Faith2Action is inviting churches and pro-lifers everywhere to the Heartbeat Bill Rally, Tuesday, September 20, 2011 in the atrium of the Ohio Statehouse in downtown Columbus from 11:00 A.M. to 2:00 P.M.   The speakers will include pro-life pioneer Dr. Jack Willke, who founded National and Ohio Right to Life, Troy Newman, president of Operation Rescue, Wendy Wright, former president of Concerned Women for America, Joe Scheidler of the Pro-Life Action League, Dutch SheetsRick Scarborough of Vision America, Rick Joyner of the Oak Initiative, and journalist Jill Stanek.

…Other speakers include State Representative Lynn Wachtmann who sponsored the bill successfully through the Ohio House, Julie Busby of Ohio Right to Life, Phil Burress of Citizens for Community Values Action,Mark Harrington of Created Equal, Bobbi Radeck, the Ohio Director of Concerned Women for America, Barry Sheets of the Institute for Principled Policy, Paula Westwood, of Cincinnati Right to Life, Lori Viars of Warren County Right to Life, Chris Long of the Ohio Christian Alliance, and Linda Theis, former president of Ohio Right to Life.

The day will begin with prayer at 7:00 a.m. with Dutch Sheets, national speaker and author of Intercessory PrayerDr. Tim Sheets pastor of The Oasis in Middletown, Ohio,  Pastor Corey Shankleton of Life House Ministry Outreach Center, Jodi Horn, Horn of David Ministries, and Robyn Morris of the Wilmington House of (24-7) Prayer.

It appears that while  Porter Faith2Action supposedly wants “churches and pro-lifers everywhere” to take part in its rally, the line-up is drawn from the neo-Pentecostal end of the Christian Right, in particular Dutch Sheets and Rick Joyner – Porter is herself a member of Joyner’s Oak Initiative, which I have discussed in a number of blog posts.

The “Israel You’re Not Alone” campaign, meanwhile, was launched in May at an event which included “three authors of Shariah: The Threat to America” (blogged here): these were Frank Gaffney, Gen.

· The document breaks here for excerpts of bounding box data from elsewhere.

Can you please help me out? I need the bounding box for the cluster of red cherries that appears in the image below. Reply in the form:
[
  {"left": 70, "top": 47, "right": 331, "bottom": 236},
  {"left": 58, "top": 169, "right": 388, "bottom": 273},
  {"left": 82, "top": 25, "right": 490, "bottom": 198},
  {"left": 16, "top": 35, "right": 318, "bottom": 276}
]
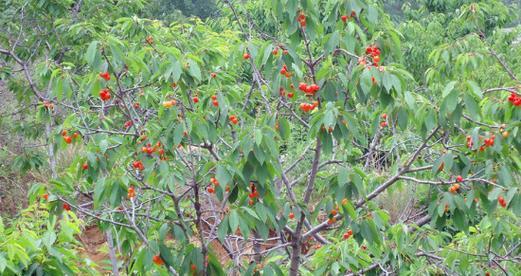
[{"left": 508, "top": 92, "right": 521, "bottom": 106}]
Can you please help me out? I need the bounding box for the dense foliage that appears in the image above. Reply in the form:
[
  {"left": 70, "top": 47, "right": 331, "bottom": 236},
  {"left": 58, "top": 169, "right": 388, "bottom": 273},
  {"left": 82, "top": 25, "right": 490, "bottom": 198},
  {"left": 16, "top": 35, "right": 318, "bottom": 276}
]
[{"left": 0, "top": 0, "right": 521, "bottom": 275}]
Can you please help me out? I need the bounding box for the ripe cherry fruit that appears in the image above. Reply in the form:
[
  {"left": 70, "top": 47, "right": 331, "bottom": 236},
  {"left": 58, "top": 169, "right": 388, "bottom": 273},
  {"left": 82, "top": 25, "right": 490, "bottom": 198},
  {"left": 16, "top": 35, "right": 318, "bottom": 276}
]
[
  {"left": 230, "top": 115, "right": 239, "bottom": 125},
  {"left": 99, "top": 88, "right": 111, "bottom": 102},
  {"left": 497, "top": 196, "right": 507, "bottom": 208},
  {"left": 99, "top": 72, "right": 110, "bottom": 81},
  {"left": 163, "top": 100, "right": 177, "bottom": 108},
  {"left": 342, "top": 198, "right": 349, "bottom": 205},
  {"left": 344, "top": 229, "right": 353, "bottom": 240},
  {"left": 152, "top": 255, "right": 165, "bottom": 265},
  {"left": 63, "top": 136, "right": 72, "bottom": 144}
]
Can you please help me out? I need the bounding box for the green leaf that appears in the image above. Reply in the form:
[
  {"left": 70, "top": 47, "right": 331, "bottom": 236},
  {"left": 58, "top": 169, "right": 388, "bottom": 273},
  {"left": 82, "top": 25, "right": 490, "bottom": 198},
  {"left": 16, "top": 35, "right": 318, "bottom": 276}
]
[
  {"left": 464, "top": 94, "right": 481, "bottom": 120},
  {"left": 254, "top": 129, "right": 262, "bottom": 147},
  {"left": 441, "top": 81, "right": 457, "bottom": 98},
  {"left": 85, "top": 41, "right": 98, "bottom": 66},
  {"left": 188, "top": 59, "right": 201, "bottom": 81},
  {"left": 215, "top": 164, "right": 232, "bottom": 185},
  {"left": 229, "top": 210, "right": 240, "bottom": 233}
]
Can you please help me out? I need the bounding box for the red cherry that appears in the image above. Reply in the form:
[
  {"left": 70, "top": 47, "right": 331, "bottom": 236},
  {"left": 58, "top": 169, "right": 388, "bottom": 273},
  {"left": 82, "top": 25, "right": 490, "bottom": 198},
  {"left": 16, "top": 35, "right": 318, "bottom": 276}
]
[
  {"left": 309, "top": 83, "right": 320, "bottom": 93},
  {"left": 99, "top": 88, "right": 111, "bottom": 102},
  {"left": 497, "top": 196, "right": 507, "bottom": 208},
  {"left": 99, "top": 72, "right": 110, "bottom": 81},
  {"left": 298, "top": 82, "right": 308, "bottom": 92},
  {"left": 152, "top": 255, "right": 165, "bottom": 265}
]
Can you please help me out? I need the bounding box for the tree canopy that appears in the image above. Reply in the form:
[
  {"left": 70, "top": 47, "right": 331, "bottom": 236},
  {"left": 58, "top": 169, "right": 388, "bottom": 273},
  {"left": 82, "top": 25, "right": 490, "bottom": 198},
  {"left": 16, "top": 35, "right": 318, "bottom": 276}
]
[{"left": 0, "top": 0, "right": 521, "bottom": 275}]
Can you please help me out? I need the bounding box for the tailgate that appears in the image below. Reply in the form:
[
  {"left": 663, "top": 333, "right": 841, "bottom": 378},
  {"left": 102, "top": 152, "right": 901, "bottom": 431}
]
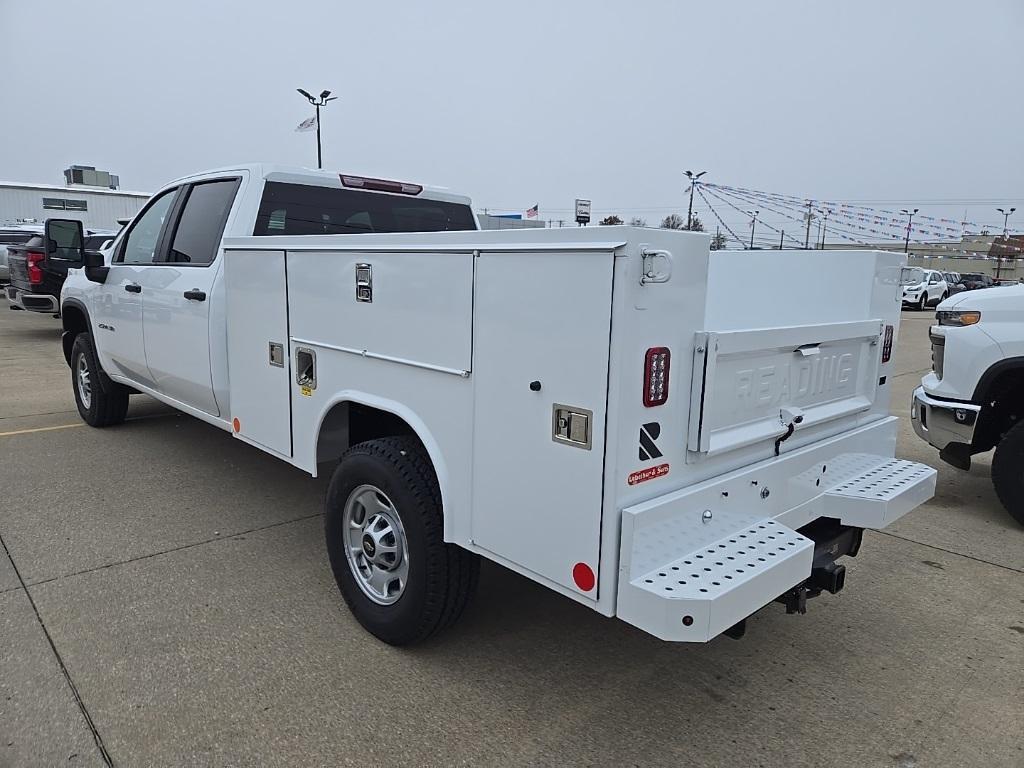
[
  {"left": 687, "top": 319, "right": 884, "bottom": 456},
  {"left": 7, "top": 248, "right": 32, "bottom": 291}
]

William “Jerry” Boykin (ret.), and Tom Trento; Boykin is also a member of the Oak Inititive, and he and Joyner are also part of of a strange “chivalric order”. The launch was held at the National Press Club in Washington, D.C., and – by a strange co-incidence – followed a room booking by the Council for the National Interest, which opposes pro-Israeli lobbies and policies. Some heated discussion followed, including a spat between William J. Murray of the Religious Freedom Coalition and the CNI’s Alison Weir (website tag-line: “I am not the British historian, please stop threatening her”). Murray accused Weir of hating Jews, and Weir responded by filming Murray on her camera; Murray then smacked the camera out of her hand and across the room, prompting Boykin to discretely head for the exit.

Porter is also a columnist with WorldNetDaily, and I’ve noted her work a couple of times: in 2007 (when she was known as Janet Folger) she accidentally cited a neo-Nazi crank in a column railing against homosexuality, and in 2009 she used her platform to fearmonger shamelessly over vaccinations against swine flu. She quoted the absurd Jane Burgermeister, and warned that

…the Army and National Guard are posting for “Internment/Resettlement Specialists” for “confinement,” “control,” “custody,” “supervision” and “counseling individual prisoners in rehabilitative programs.”

…Check out this YouTube video from a guy who spotted a “Mass Evacuation Bus.”